Since I was in high school, I’ve been trying to figure out which one was most important to me, and have mostly ended up cycling between all of them. So I applied to school for creative writing, got accepted to NYU, and flew to New York to decide if it was the right move for me (photo is of me eating an NYC doughnut in my NYC outfit then).
Steph and I were talking yesterday about how we make important decisions, and she said that usually when she makes what people on the outside think are rash decisions, they are actually the result of much much internal thought and consideration, and only seem to happen suddenly. Five years ago, I sat in a classroom in NYC and I listened to an amazing class with an sharp professor surrounded by other poets, and as much as I got out of that class, it didn’t feel right. Then I went and listened to one of my favorite poets read just down the road and that, too, didn’t feel right. It didn’t seem like my future.
I am now at the end of two years of grad school, $30K in debt, and supposedly closer to knowing what I’m doing. What I do know is that I want to do work that is valuable and helpful to other people. So in five years, I hope to be doing something that helps others in some capacity.

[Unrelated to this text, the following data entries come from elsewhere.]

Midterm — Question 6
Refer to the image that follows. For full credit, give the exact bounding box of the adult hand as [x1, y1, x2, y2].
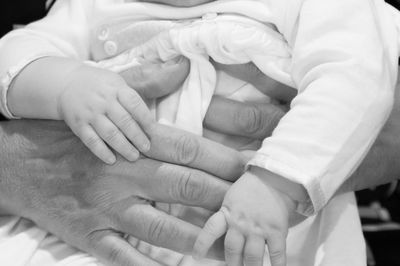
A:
[0, 119, 244, 266]
[119, 56, 189, 100]
[204, 62, 290, 143]
[0, 56, 245, 266]
[204, 62, 400, 192]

My work as a documentarian began because I think understanding and being exposed to other people is a very important component in human compassion. And this compassion is necessary for any kind of progress. As much as I think it would be nice to be debt-free, and living in my own home in five years, the most important thing to me is to use my talents to promote understanding among other people. If I can help that process along in some way, and be surrounded by people I care about at the same time, that’s all I can really ask for.